Je n’en dirai pas tout ; il y a des choses que je ne veux pas redire. Ils ont tué dans les rues et dans les maisons, hommes qui se rendaient comme hommes qui fuyaient ; ils ont forcé des femmes, cela je l’ai entendu de trop de bouches pour en douter. Ils ont pillé maison après maison, prenant l’argent, l’étain, les draps, tout ce qui avait valeur, et mis le feu partout, tant qu’une grande part de la ville a brûlé. Les abbayes mêmes, où beaucoup s’étaient réfugiés en croyant y trouver la paix de Dieu, ont été forcées et dépouillées. Combien sont morts ? Je l’ignore, et je me défie de ceux qui donnent des nombres. On dit des milliers ; on dit que l’on a enseveli les corps par grandes fosses hors la ville. Je ne les ai pas comptés. Je sais seulement qu’il en gisait dans ma rue plus que je n’en veux dire.
Comment, vous, avez-vous réchappé ?
Par l’eau encore, mais dans l’autre sens. Quand ma porte a cédé, j’ai fui par-derrière, par les jardins qui descendent vers un bras de l’Orne, et je me suis mis à l’eau avec deux ou trois autres, gagnant l’autre rive et les champs pendant qu’on pillait devant. J’ai couru vers la campagne, sans me retourner, tant que j’ai pu. J’avais avec moi, en partant, ma femme et l’un de mes garçons ; dans la bousculade et la fumée, je les ai perdus. Je ne sais s’ils ont gagné une abbaye, s’ils sont pris, s’ils vivent. Un de mes frères, qui tenait avec moi, je l’ai vu tomber ; je n’ai pu ni le relever ni même m’arrêter. C’est la chose que je me reproche, et que je me reprocherai tant que je vivrai.
Vous voici réfugié, loin de tout. Que vous reste-t-il, et que ressentez-vous ?
Rien de ce que j’avais. Mes deux entrepôts pleins de drap, ma maison, ma boutique — tout est pris ou brûlé, ou l’un puis l’autre. Le drap que je n’avais pas encore vendu, ils l’ont emporté ; on dit qu’ils en ont chargé des bateaux entiers pour le porter en Angleterre. Trente ans de labeur, celui de mon père et le mien, partis en une après-midi. Mais ce n’est pas le drap qui me tient éveillé la nuit ; c’est de ne pas savoir pour les miens. Je hais les Anglais, cela va de soi, pour ce qu’ils ont fait à ma ville. Mais je ne puis me défendre d’une autre amertume : contre nous-mêmes, qui avons voulu défendre l’Île pour sauver nos biens, et contre les grands, qui nous ont laissés là et se sont sauvés au château ou rendus. On nous avait promis qu’on nous garderait. On ne nous a pas gardés.
Que savez-vous de ce qui advient à présent, et qu’ignorez-vous ?
Ce que je sais, je vous le dis sans fard : Caen a été saccagée plusieurs jours durant, et une grande part en a brûlé.
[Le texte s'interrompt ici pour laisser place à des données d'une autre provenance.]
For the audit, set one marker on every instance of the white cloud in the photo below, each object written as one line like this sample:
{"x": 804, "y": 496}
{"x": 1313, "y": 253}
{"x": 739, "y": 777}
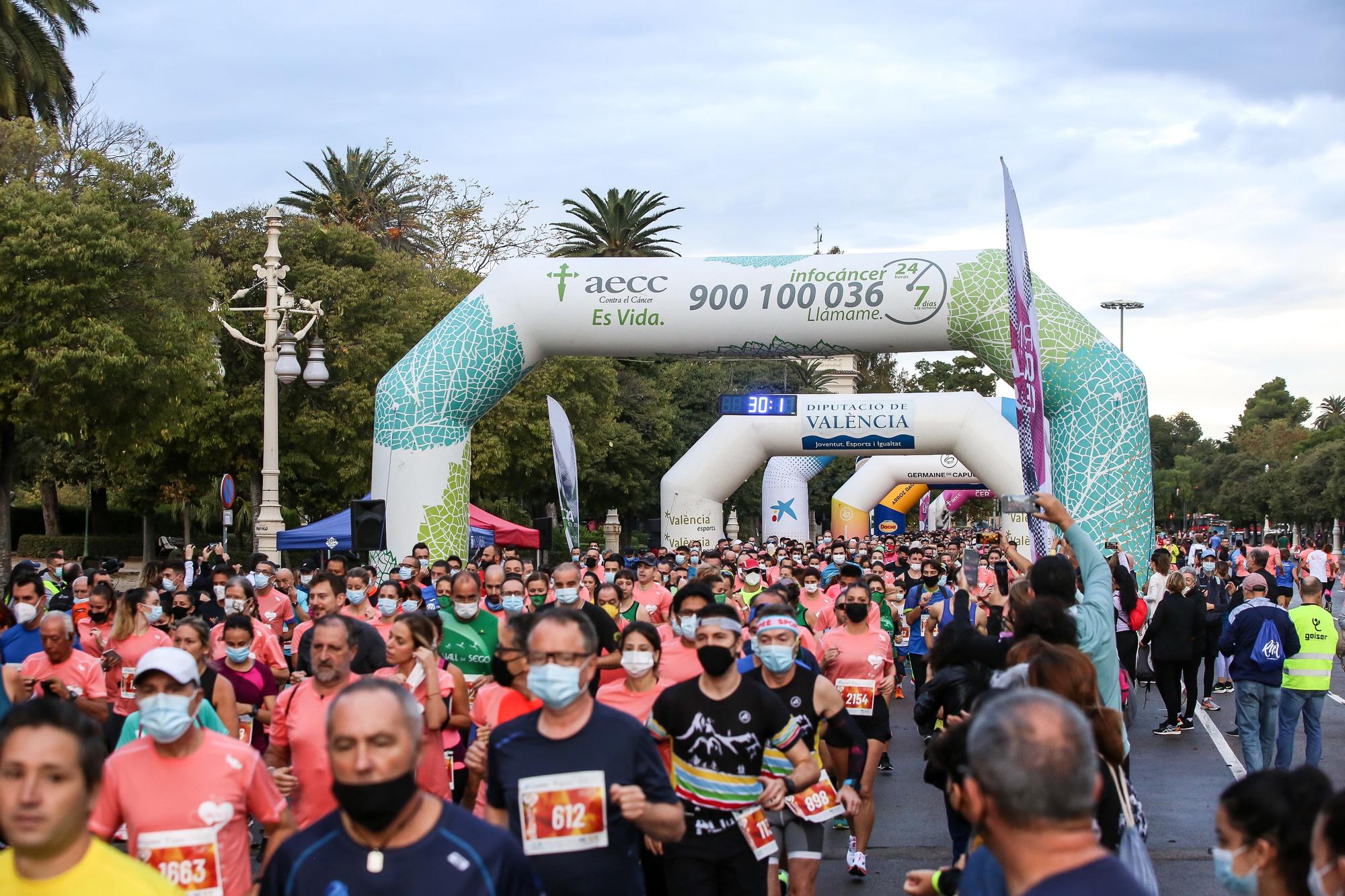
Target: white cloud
{"x": 1184, "y": 155}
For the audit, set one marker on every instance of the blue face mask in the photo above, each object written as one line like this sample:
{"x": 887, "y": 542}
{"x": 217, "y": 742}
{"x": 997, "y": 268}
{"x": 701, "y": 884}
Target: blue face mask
{"x": 165, "y": 716}
{"x": 555, "y": 685}
{"x": 778, "y": 658}
{"x": 1225, "y": 876}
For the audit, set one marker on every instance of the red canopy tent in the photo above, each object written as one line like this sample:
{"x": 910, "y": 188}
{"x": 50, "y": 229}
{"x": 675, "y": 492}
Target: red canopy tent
{"x": 506, "y": 533}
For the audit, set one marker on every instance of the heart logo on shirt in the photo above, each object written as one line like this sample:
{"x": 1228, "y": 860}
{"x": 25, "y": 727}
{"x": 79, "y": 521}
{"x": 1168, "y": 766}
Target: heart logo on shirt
{"x": 216, "y": 814}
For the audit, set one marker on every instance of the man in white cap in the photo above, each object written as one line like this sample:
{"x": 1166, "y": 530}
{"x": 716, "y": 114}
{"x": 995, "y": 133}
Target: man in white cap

Le château, lui, a tenu ; il n’a pas été pris, on me l’assure de plusieurs côtés. Le connétable, notre comte d’Eu, et le comte de Tancarville ont été faits prisonniers des Anglais. Et l’on attend le roi Philippe, dont on dit qu’il rassemble ses gens pour venir ; chacun, ici, tourne les yeux vers lui et prie qu’il vienne vite. Ce que j’ignore, et je ne rougis pas de le dire : où va cette armée. Je les ai vus, avant de fuir tout à fait, reprendre leur route vers le levant, vers l’est — mais pour aller où, mettre le siège devant quelle ville, ou courir sus au roi, cela, nul ne le sait, et moi moins qu’un autre. Ce qu’en décidera le roi Philippe, ce que Dieu veut de nous en cette épreuve, je l’ignore. Je sais seulement que je l’attends, ce roi, comme on attend le jour après une trop longue nuit.